La vicenda ormai ben conosciuta è quella di Manuel Bortuzzo giovane nato nel 1999 a Trieste e cresciuto a Treviso che si era trasferito nella periferia romana per potersi allenare da promessa del nuoto al centro federale di Ostia.

Il ragazzo nella notte tra il 2 e 3 febbraio è rimasto vittima di un agguato in piazza Eschilo nel quartiere Axa: due persone, in seguito identificate come Lorenzo Marinelli e Daniel Bazzano, a bordo di uno scooter hanno sparato all’impazzata in direzione di Manuel e della sua ragazza Martina, con cui si trovava ad un distributore di sigarette.

Dei tre colpi esplosi uno ha colpito il ragazzo lasciandolo a terra, in una condizione che da subito è apparsa molto seria e che ha portato come conseguenza la paralisi degli arti inferiori.

Fin dalle prime indagini degli inquirenti è emersa l’ipotesi, giudicata molto probabile, che il ragazzo non fosse il vero obiettivo dell’attacco ma piuttosto che si fosse trattato di uno scambio di persona.

Le ricerche dei colpevoli sono proseguite per tre giorni, seguendo le testimonianze di chi aveva visto gettare l’arma in un campo e di chi aveva riconosciuto un taglio di capelli molto appariscente, appartenente a uno dei due uomini che non indossava il casco.

I due aggressori avendo capito di essere ormai vicini ad essere catturati nel loro nascondiglio a San Basilio, hanno deciso di presentarsi in caserma per costituirsi.

I due colpevoli hanno ammesso che questo agguato fosse stato pensato in seguito ad una rissa avvenuta qualche ora prima proprio nel pub, che si trova nella stessa piazza dove è stato colpito Manuel; il loro gesto doveva servire a chiarire i conti con le persone coinvolte precedentemente nella rissa, che però era iniziata sembra senza un vero motivo.

In realtà quello che emerge dalle inchieste delle giornaliste di Repubblica Federica Angeli e Flaminia Savelli sembrerebbe spiegare queste risposte vaghe e le mancate risposte alle domande del gip su i veri motivi del gesto.

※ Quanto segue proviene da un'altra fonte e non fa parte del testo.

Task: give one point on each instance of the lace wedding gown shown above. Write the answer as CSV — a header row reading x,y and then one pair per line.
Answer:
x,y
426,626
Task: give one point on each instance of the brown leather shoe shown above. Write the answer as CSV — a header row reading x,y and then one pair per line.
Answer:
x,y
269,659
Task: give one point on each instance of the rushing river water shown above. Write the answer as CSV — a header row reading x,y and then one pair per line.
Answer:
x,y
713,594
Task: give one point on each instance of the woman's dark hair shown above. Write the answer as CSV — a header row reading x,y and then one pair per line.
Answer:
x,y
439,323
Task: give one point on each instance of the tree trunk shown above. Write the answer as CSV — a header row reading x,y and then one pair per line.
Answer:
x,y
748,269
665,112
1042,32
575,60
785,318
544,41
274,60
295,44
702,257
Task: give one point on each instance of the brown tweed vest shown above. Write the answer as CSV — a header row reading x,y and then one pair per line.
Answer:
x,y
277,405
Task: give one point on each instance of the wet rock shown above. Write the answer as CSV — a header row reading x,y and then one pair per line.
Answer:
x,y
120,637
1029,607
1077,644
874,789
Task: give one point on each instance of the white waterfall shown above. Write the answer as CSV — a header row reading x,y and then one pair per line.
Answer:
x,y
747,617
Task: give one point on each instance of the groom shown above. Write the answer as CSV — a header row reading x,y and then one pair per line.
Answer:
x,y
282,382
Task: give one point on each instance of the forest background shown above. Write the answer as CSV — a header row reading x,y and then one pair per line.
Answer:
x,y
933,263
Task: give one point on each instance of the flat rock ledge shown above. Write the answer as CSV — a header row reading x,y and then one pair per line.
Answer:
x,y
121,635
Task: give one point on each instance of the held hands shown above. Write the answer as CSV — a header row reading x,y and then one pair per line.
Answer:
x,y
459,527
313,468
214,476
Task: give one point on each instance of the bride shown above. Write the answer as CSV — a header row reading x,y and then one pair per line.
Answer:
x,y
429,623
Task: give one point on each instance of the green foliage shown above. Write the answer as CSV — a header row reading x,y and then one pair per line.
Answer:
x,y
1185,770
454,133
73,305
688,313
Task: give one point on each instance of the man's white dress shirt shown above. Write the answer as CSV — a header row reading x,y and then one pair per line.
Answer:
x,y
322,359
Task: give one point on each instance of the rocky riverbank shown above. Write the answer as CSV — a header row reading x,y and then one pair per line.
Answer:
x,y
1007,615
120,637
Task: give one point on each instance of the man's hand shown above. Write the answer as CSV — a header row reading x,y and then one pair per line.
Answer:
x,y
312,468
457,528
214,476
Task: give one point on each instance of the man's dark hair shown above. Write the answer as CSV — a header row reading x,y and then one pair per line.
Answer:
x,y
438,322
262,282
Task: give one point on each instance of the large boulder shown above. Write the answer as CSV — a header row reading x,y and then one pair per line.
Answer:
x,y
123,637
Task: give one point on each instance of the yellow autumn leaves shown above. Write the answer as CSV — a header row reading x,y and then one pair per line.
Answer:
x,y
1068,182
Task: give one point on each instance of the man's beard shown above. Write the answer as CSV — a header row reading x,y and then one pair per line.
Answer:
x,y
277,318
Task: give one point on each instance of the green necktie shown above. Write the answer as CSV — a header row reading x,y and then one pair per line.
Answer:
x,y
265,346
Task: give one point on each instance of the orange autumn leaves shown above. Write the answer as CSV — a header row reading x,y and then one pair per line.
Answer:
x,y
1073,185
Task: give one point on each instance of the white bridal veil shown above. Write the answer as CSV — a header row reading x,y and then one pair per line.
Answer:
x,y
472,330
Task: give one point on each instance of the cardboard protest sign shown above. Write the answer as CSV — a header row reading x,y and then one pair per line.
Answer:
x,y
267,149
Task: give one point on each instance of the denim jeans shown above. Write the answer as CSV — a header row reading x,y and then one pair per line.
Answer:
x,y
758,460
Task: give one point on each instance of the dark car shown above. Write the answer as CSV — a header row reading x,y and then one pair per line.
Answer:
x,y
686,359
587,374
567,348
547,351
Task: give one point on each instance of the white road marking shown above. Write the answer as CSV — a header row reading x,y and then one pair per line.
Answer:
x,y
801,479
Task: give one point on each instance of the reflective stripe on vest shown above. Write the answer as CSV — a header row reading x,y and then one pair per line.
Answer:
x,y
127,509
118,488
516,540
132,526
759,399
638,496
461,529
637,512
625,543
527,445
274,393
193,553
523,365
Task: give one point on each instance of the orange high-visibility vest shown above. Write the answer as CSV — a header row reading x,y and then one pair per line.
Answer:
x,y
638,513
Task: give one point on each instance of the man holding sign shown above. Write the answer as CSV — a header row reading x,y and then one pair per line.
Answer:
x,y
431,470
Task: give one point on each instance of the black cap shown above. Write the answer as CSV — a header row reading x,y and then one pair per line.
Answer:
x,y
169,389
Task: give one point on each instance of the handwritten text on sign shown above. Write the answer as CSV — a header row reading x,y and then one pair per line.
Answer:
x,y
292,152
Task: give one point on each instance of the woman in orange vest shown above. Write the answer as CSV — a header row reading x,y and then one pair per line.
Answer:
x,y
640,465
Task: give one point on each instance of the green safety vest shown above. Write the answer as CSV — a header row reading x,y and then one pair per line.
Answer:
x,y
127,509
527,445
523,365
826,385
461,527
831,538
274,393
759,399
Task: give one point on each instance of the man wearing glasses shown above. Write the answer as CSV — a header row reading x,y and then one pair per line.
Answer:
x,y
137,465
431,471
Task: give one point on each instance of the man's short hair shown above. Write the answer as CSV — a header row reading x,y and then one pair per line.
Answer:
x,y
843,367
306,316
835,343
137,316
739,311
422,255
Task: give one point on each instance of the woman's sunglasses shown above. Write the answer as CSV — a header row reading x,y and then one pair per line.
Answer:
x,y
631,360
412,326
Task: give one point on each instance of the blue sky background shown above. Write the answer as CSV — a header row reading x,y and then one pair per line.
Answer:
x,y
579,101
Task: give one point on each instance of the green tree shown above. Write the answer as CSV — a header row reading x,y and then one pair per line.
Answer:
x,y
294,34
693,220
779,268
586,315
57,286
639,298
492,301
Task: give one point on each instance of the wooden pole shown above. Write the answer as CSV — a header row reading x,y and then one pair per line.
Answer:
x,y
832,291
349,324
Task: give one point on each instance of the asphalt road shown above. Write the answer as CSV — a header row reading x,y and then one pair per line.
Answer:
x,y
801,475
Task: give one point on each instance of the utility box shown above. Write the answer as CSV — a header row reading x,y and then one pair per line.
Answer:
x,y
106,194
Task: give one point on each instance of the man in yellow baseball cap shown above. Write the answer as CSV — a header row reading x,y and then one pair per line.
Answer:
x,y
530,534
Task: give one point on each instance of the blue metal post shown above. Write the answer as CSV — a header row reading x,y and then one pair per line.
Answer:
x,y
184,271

Infatti, i due aggressori, ancora prima di costituirsi, erano stati individuati da alcuni testimoni come due giovani che venivano da Acilia per gestire lo spaccio e sembra quindi plausibile che quella descritta come un banale rissa sia in realtà un chiaro avvertimento della Camorra di Acilia a chi stava invadendo il territorio di spaccio sbagliato.

Marinelli, infatti, nonostante la sua appartenenza ad una famiglia famosa nella malavita romana, non poteva più contare sul sodalizio del proprio zio con i clan Iovine e Guarnera; con il compare ha iniziato a farsi largo nelle piazze dello spaccio e quindi, quella notte, tornando armato su uno scooter sul luogo della rissa, voleva colpire chi stava tentando di impadronirsi del territorio.

Chissà che anche la scelta di costituirsi e di farsi imprigionare sia avvenuta proprio perché una cella di isolamento è l’unico luogo dove un’ulteriore vendetta per ora non può raggiungere Marinelli e Bazzano.

Non è la prima volta che viene colpita “per errore” una persona innocente, in questo caso il giovane Manuel Bortuzzo. Nella storia della criminalità organizzata, infatti, le “vittime” che si trovavano al posto sbagliato al momento sbagliato sono davvero numerose.

Il fatto che Manuel Bortuzzo fosse nato e cresciuto nel Nordest, ci porta indietro nel tempo e precisamente al 1992, quando a Padova il giovane Matteo Toffanin venne ucciso – mentre la sua fidanzata Cristina ferita – per uno scambio di persona. Allora, però, non fu possibile identificare gli assassini. E ancora oggi Matteo così come Cristina e le loro famiglie sono in attesa di giustizia.